Video aktivisti Oktay İnce arşivini geri istiyor

İzmir’de evine düzenlenen polis baskınıyla tüm belgesellerine ve hard disklerine el konulan Seyri Sokak Video ve Belgesel Kolektifi üyesi Oktay İnce, arşivinin iade edilmesi için oturma eylemine başladı


ONUR YILDIRIM

Seyri Sokak Video ve Belgesel Kolektifi üyesi, video aktivisti Oktay İnce yaklaşık 6 ay önce İzmir’de evine düzenlenen polis baskınıyla el konulan arşivinin iade edilmesi için oturma eylemine başladı.

İlk oturma eylemi öncesinde İzmir Adliyesi önünde konuşan İnce, arşivi geri verilinceye kadar, her salı, İzmir Bayraklı Adliyesi önünde basın açıklaması ve 2 saat oturma eylemi yapacağını açıkladı.

16 Ekim 2018  günü “sosyal medya paylaşımları ile terörü ve terör örgütünü övmek” suçlamasıyla düzenlenen polis baskınının ardından tüm belgesellerine ve hard disklerine el konulan İnce, yapılan arama ve el koyma işleminin kişilik haklarına, halkın haber alma ve haber yapma hakkına, belgesel sinemaya ve sanat uğraşına bir saldırı olduğunu belirterek “Evimde yapılan aramada 20 yıldır yapmakta olduğum, haber, belgesel film video Act ve video Art çalışmalarına, bu çalışmalar için kaydettiğim ve topladığım video arşivime, 18 hard disk ve 41 DVD’ye polislerce el konuldu.
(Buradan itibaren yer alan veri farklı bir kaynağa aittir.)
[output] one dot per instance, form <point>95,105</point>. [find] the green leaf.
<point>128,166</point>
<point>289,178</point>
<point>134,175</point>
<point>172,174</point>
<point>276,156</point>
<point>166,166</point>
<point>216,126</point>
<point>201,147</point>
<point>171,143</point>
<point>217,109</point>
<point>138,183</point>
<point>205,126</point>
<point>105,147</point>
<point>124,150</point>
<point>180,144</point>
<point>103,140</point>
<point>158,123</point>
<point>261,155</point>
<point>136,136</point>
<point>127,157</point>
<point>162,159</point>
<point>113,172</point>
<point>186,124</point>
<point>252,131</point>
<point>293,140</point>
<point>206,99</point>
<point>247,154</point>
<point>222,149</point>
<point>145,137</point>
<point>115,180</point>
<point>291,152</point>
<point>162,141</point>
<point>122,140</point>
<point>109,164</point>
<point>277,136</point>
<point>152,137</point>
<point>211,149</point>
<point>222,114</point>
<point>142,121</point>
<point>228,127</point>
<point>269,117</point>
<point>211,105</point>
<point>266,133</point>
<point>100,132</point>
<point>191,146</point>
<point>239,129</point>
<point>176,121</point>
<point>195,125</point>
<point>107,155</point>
Yalnızca film ve görüntü arşivime değil, uğraş alanımla ilgili yazılarım, canlı yayın yaptığım mobil telefonum ve aileme ait görüntülerin olduğu harddiskler de inceleme yapılacağı iddiasıyla emniyet depolarına götürüldü” diye konuştu.

AKP hükümetinin, kapatma ve el koymalarla, satın alma ve baskı yoluyla her türlü medyayı susturduğunu ya da kendi borazanı haline getirdiğini söyleyen İnce, “Seyri Sokak illegal bir örgüt gibi gösterilmeye çalışılmaktadır. OHAL uygulamalarını haber yaparak, direnenlerin, haksızlığa uğrayanların sesini duyuran, görünür olmasını sağlayan haberci ve video eylemciler de susturulmak istenmektedir. Belgesel sinemacılar, film yapmak için kaydettikleri görüntülerden, yaptıkları filmlerden dolayı, artık her türlü insani, kültürel, sanatsal, sosyal ve politik uğraşı imkânsız hale getiren ‘terör örgütü propagandası’ yaftası yapıştırılarak yargılanmakta, cezalara çarptırılmaktadırlar. Belgesel film yapmak için birçok riski göze alarak, maddi ve manevi emek harcayarak çektikleri görüntüler, uydurma gerekçelerle devlet depolarına atılmakta, çürümeye terk edilmektedir. Belgesel filmciler olarak artık yaptığımız filmlerin sansüre uğramasından çok, kurgusu bile yapılmadan el konulan görüntülerimiz nedeniyle, belgesel film yapmanın imkânsız olduğu şartlarda yaşıyoruz” dedi.

Oktay İnce sözlerine şöyle devam etti: “Biz video eylemciler ve belgeselciler olarak kendimizi yalnızca gerçeğin yasalarına bağlı hissederiz. Haberlerimizi ve filmlerimizi, yalnızca insanların temel hukukuna uygunluk açısından, kendi etiğimizce kendimiz kontrol ederiz. Bunun dışında haber ve film yaparken hiçbir dışsal zorlamayı, ne devletlerin ne de paranın baskısını kabul etmez, çalışmalarımızı özgürlüğümüz esası üzerinde yürütürüz. Şimdi, haber, belgesel film, video act ve video art çalışmalarıma devam edebilmek için benden zorla aldığınız görüntü arşivimi, filmlerimi, yazılarımı ve aile hatıralarımı sizden geri istiyorum, hemen şimdi. Çünkü onlar ezilenlerin belleğidir aynı zamanda. İncelemeleriniz sonucunda vereceğiniz cezalarla ilgilenmiyorum. Sadece çalışmalarıma kaldığı yerden devam etmek istiyorum” dedi. Oktay İnce, açıklamanın ardından bir saatlik oturma eylemi yaptı.